赵元庚伸手,拿过她放在膝上的手。她的手冰凉,手指上全是勒出来的淤青和血痕。他把她的手攥在掌心里,力气不大,但也不容挣脱。
“你生是我赵元庚的人,”他说,声音一字一顿,像是把每个字都钉进骨头里,“死是我赵元庚的鬼。这辈子,下辈子,下下辈子,你都别想跑。”
徐凤志冷笑:“那你就等着收尸。”
“你死不了。”赵元庚盯着她的眼睛,目光里翻涌着一种她看不懂的东西,“因为你死了,我就让柳天赐给你陪葬。你死一次,我屠他满门一次。你到了地下,也别想跟他安生。”
徐凤志所有的表情在那一瞬间凝固了。
她看着赵元庚的眼睛,那里面没有半分玩笑的意思。他是说真的。这个杀过人的军阀,这个在刑场上眼皮都不抬一下就砍了十几颗脑袋的人,他是真的干得出来。
“你不是人。”她一字一顿,声音发颤。
“对,我不是人。”赵元庚没有否认,“所以你最好别跟一个不是人的东西较劲。你较不过我。”
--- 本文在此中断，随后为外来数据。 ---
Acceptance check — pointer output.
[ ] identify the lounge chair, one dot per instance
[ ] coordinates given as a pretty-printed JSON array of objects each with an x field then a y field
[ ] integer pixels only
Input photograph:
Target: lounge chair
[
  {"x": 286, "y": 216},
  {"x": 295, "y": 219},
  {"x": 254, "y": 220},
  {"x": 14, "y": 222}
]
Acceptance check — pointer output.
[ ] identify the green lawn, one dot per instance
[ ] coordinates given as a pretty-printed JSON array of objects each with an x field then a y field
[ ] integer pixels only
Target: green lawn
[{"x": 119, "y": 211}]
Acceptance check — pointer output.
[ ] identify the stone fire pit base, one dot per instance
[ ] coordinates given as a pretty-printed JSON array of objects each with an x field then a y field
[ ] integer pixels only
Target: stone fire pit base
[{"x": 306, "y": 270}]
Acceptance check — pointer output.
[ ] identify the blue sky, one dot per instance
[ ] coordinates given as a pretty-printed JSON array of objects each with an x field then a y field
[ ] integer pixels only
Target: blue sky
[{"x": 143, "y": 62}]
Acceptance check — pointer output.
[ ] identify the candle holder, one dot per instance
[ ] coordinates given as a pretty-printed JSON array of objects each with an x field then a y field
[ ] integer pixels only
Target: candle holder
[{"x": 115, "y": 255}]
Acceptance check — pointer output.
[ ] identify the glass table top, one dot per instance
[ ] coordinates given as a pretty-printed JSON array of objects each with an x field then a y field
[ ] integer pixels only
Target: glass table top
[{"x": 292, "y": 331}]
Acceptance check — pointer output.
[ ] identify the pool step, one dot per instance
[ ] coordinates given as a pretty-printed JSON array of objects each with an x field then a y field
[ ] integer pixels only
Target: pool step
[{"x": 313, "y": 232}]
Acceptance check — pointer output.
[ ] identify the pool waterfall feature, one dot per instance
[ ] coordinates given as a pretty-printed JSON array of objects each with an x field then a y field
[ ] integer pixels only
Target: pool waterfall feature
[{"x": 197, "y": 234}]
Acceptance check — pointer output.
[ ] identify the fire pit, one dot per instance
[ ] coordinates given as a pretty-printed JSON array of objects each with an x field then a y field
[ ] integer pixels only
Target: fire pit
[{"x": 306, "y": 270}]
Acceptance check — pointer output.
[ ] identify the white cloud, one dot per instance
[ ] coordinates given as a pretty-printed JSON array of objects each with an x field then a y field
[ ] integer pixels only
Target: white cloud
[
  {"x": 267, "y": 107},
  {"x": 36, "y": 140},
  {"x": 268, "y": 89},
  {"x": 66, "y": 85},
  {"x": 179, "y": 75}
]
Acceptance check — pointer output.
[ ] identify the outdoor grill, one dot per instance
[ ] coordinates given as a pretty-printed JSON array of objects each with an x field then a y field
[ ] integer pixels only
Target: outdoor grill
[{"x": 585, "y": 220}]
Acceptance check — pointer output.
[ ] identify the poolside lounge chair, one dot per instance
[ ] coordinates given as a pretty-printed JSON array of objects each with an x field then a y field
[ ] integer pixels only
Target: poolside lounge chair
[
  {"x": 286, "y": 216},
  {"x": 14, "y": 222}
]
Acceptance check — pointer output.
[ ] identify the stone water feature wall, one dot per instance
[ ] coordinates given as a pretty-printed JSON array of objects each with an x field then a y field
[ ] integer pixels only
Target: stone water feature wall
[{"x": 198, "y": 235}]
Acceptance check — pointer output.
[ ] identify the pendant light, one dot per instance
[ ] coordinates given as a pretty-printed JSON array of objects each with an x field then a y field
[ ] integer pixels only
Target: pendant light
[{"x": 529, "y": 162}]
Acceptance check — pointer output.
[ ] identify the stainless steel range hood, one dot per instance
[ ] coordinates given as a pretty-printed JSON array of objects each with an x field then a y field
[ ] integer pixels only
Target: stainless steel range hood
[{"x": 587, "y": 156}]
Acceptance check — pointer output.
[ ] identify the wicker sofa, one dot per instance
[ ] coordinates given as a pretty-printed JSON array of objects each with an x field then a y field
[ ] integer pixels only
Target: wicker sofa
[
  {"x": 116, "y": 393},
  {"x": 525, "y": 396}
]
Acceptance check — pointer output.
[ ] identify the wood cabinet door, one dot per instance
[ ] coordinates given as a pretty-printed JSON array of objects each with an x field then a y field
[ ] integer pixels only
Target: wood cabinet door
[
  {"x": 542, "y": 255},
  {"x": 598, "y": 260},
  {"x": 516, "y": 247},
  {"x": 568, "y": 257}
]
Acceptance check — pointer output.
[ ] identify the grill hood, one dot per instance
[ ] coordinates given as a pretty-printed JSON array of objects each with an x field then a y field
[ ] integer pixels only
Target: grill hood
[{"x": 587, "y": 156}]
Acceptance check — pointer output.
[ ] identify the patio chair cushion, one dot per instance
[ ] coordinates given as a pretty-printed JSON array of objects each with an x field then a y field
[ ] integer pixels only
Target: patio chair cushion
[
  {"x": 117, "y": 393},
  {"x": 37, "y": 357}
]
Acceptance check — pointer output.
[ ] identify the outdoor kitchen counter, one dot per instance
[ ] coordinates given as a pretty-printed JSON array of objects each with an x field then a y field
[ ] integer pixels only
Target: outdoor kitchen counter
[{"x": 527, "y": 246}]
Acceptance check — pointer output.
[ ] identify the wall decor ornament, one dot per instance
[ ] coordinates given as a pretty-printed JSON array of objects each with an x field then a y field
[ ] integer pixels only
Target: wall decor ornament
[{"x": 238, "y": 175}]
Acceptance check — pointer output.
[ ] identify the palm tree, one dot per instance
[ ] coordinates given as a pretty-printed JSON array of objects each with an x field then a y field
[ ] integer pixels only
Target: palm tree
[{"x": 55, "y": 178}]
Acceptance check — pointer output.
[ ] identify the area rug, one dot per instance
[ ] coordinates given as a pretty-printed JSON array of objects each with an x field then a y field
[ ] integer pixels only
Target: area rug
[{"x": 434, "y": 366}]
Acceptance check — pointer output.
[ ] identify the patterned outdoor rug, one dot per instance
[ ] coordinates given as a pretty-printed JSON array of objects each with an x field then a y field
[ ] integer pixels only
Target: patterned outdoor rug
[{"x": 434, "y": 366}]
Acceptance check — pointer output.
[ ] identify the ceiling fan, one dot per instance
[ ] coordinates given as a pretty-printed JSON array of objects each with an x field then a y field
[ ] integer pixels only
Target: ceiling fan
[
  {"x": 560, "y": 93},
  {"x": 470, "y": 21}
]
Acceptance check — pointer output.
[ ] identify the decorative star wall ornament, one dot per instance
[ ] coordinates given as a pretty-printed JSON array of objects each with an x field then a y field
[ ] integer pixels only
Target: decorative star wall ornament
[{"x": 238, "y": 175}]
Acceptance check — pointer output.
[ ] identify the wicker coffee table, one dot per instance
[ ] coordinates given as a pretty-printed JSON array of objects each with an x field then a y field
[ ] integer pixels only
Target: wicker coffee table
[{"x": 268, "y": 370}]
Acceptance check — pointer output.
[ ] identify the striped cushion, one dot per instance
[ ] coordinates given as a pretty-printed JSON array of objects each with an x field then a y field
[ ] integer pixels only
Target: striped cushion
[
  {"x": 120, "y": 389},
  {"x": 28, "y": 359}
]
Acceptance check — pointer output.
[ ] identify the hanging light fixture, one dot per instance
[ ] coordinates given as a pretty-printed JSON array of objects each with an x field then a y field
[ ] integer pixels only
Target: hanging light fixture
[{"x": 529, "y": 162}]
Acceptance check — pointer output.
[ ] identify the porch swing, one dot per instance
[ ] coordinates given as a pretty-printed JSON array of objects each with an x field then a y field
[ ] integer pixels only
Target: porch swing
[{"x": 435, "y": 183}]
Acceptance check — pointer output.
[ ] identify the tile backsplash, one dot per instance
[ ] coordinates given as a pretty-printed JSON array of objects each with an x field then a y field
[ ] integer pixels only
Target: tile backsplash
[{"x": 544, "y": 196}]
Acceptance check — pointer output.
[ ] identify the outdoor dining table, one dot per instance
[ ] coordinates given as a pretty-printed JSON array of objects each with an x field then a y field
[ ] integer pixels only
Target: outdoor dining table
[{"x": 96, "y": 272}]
他站起来,居高临下地看着她,背着烛光,脸上的表情隐在阴影里,只有那双眼睛亮得吓人。
“你是我的女人,这辈子都是。活着是我的,死了也是我的。你自己也不许碰,听明白了?”
这话是说给她听的,也是说给整个赵家大院听的。
他转身走到门口,拉开门,对着外面的人下令,声音恢复了那个杀伐果断的赵旅长该有的样子:
“传我的话下去——西跨院的门从今天起锁死,没有我的命令,任何人不得进出。”
“院子里的剪子、刀、绳子,所有能伤人的东西全撤走。”
“安排四个丫鬟,两班倒,十二个时辰寸步不离地守着五姨太。她要是少一根头发,你们提头来见。”
“另外,”他顿了一下,声音压低了几分,但足够让院子里的所有人都听得清清楚楚,“派人去盯住柳家。柳天赐要是敢踏进赵家半步,直接打断双腿拖走。”
一连串的命令下去,门外的副官和丫鬟们噤若寒蝉,连连应是。
赵元庚回头看了一眼屋里的徐凤志。
她还坐在地上,额头的血已经半干了,糊在脸上像一道触目惊心的疤。她没有哭,没有闹,没有说话,只是坐在那里,用一种比辱骂更让他难受的眼神看着他。
那眼神里不是恨。
是鄙夷。是轻蔑。是“你就算锁住我的人,也永远锁不住我的心”的笃定。
赵元庚攥紧了门框,指尖用力到发白。
他想对她说很多话——前世的悔恨、今生的执念、藏在狠戾外壳下那点不敢说出口的深情。但最终他什么都没说,只是转身走了出去。
门在他身后合上。
锁落下的声音在寂静的夜里格外刺耳。
徐凤志终于撑不住了,靠在墙上,闭上了眼睛。眼泪到底还是掉了下来,混着额头的血,无声地流进嘴角,又咸又腥。